Le 26 juillet 2019, l’Organisation Mondiale de la Santé (OMS), dans le « global tobacco epidemic report » aux conclusions prémonitoires adressait une mise garde sur l’utilisation des cigarettes électroniques et du tabac chauffé en rappelant qu’il s’agit de produits nocifs. A partir du 15 août, les agences sanitaires américaines ont commencé à communiquer sur des cas de maladies pulmonaires concernant des consommateurs de cigarettes électroniques. Aujourd’hui 2 octobre 2019, le bilan est très lourd : 13 morts et plus de 800 hospitalisations.
Aussitôt fabricants de cigarettes électroniques et fabricants de tabac, qui ont lancé les produits du tabac chauffé (Iqos, Ploom, Glo par exemple) et qui investissent de façon croissante dans le secteur des cigarettes électroniques ont tenté de relativiser ce drame sanitaire, en affirmant qu’il ne concernait que les Etats-Unis, et que les utilisateurs avaient consommé des produits dérivés du cannabis.
En France, ces propos ont été notamment repris par le professeur Bertrand Dautzenberg, pneumologue, affirmant que critiquer la cigarette électronique revenait à encourager la consommation de tabac traditionnel ! De son côté, Agnès Buzyn, Ministre des Solidarités et de la santé a balayé tout risque pour les consommateurs français au nom certainement de la traditionnelle « spécificité française », déjà revendiquée lors du nuage de Tchernobyl.
Un malade sur quatre a fumé de « simples » cigarettes électroniques
Le problème est que ces deux arguments sont faux : d’une part le Canada, la Suisse et maintenant le Royaume-Uni, où la première victime de la cigarette électronique daterait même de 2010, sont également concernés, et d’autre part, selon les chiffres des agences sanitaires américaines, 77% des consommateurs concernés ont déclaré avoir utilisé des produits contenant du THC (tétrahydrocannabinol, l'agent psychoactif du cannabis).

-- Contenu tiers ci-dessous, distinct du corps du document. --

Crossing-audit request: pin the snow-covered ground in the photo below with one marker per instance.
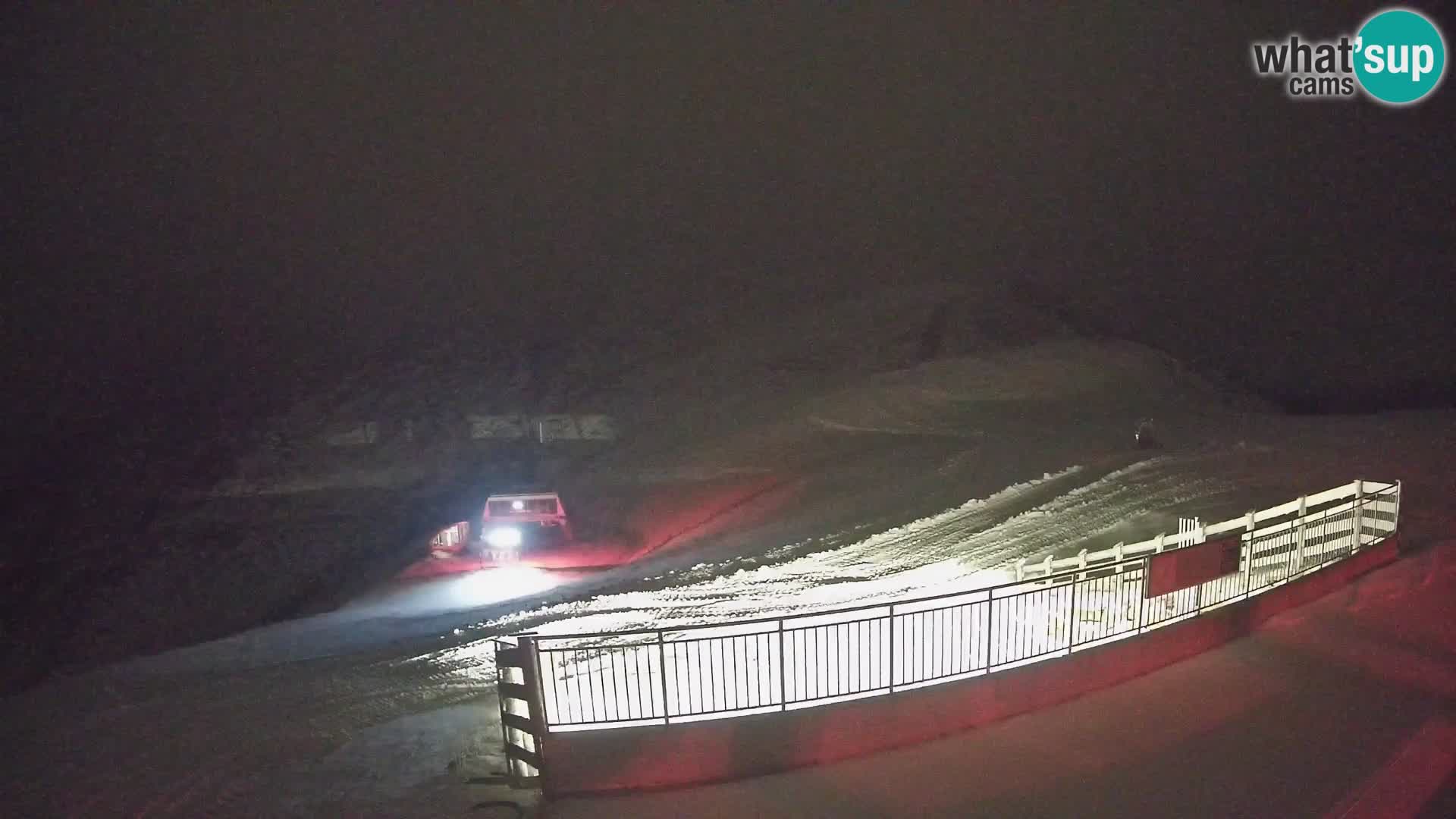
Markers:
(916, 482)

Autrement dit, près d’un utilisateur sur quatre a consommé des cigarettes électroniques dans des conditions normales d’utilisation, et est tombé malade, voire est mort.
Quelles conséquences en tirer ?
Face à cette situation et à ces chiffres, il faut éviter deux écueils : celui de l’angélisme dont sont atteints Agnès Buzyn, ou les professeurs Bertrand Dautzenberg et Gérard Dubois, de l’académie nationale de médecine, ainsi que celui du catastrophisme.

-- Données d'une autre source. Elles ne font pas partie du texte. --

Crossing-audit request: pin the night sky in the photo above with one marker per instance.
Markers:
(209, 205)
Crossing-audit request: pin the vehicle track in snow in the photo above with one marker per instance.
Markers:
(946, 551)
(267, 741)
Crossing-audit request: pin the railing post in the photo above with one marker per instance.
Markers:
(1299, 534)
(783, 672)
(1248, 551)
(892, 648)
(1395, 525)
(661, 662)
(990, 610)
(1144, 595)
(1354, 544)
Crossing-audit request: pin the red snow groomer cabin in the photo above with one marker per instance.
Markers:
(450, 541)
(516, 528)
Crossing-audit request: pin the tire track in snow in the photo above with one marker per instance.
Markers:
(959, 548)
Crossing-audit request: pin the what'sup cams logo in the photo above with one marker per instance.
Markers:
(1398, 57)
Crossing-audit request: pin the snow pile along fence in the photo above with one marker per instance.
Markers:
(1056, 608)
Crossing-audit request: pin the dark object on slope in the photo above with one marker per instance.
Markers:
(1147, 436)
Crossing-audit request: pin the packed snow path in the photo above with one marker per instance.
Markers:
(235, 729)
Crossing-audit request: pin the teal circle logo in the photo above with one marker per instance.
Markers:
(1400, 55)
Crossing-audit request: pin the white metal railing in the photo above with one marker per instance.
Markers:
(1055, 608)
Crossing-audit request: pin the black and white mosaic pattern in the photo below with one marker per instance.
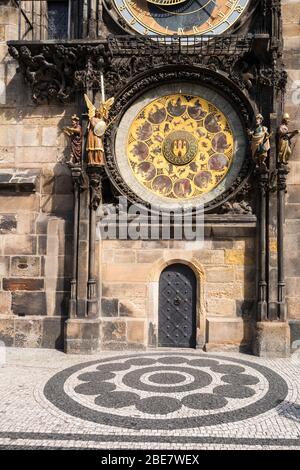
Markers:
(166, 390)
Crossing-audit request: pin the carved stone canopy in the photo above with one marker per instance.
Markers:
(55, 71)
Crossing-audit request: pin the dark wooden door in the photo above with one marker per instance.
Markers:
(177, 307)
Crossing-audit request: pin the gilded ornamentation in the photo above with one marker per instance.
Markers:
(285, 139)
(75, 134)
(96, 129)
(180, 146)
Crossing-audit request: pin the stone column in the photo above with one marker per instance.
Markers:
(263, 178)
(95, 178)
(82, 333)
(283, 171)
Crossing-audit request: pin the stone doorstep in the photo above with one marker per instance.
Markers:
(32, 331)
(272, 339)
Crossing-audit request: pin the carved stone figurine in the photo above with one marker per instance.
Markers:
(284, 140)
(96, 129)
(75, 134)
(260, 141)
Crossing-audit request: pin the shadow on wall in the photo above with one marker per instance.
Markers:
(42, 251)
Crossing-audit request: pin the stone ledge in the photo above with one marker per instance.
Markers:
(272, 339)
(19, 181)
(228, 333)
(32, 331)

Deux circonstances apparaissent clairement :
- le tabac chauffé (Iqos, Ploom, Glo…), que les quatre fabricants de tabac Philip Morris International, British American Tobacco, Seita-Imperial Brands et Japan Tobacco International, souhaitent promouvoir comme une alternative au tabac traditionnel, et pour lequel ils conduisent des opérations de lobbying pour obtenir une législation et une fiscalité spécifiques, n’est pas assimilable aux cigarettes électroniques.
Le tabac chauffé reste du tabac. On doit donc lui appliquer la législation et la fiscalité applicables au tabac traditionnel. Il s’agit d’ailleurs d’une exigence de l’OMS, telle que clairement mentionnée dans son rapport cité en introduction. Pourtant, à voir les publicités dans les tabacs et les emballages de ces produits, on ne s’étonne plus que les adolescents fondent sur ces produits au packaging attrayant.
- Depuis les cas révélés aux Etats-Unis, on doit pouvoir l’affirmer, à l’instar de l’OMS : la cigarette électronique est nocive. La question de savoir si elle est aussi nocive ou moins nocive que la cigarette traditionnelle est prématurée.
Elle sera tranchée avec le temps, grâce aux études scientifiques indépendantes qui seront conduites mais qui vont prendre du temps.
Ce qui est certain depuis la publication de la très sérieuse étude de l’Université de Médecine de Baylor.
Dans l’attente, et comme dans les nombreuses matières par nature plus dangereuses où sa mise en oeuvre est évidente, il conviendrait d'appliquer le principe de précaution.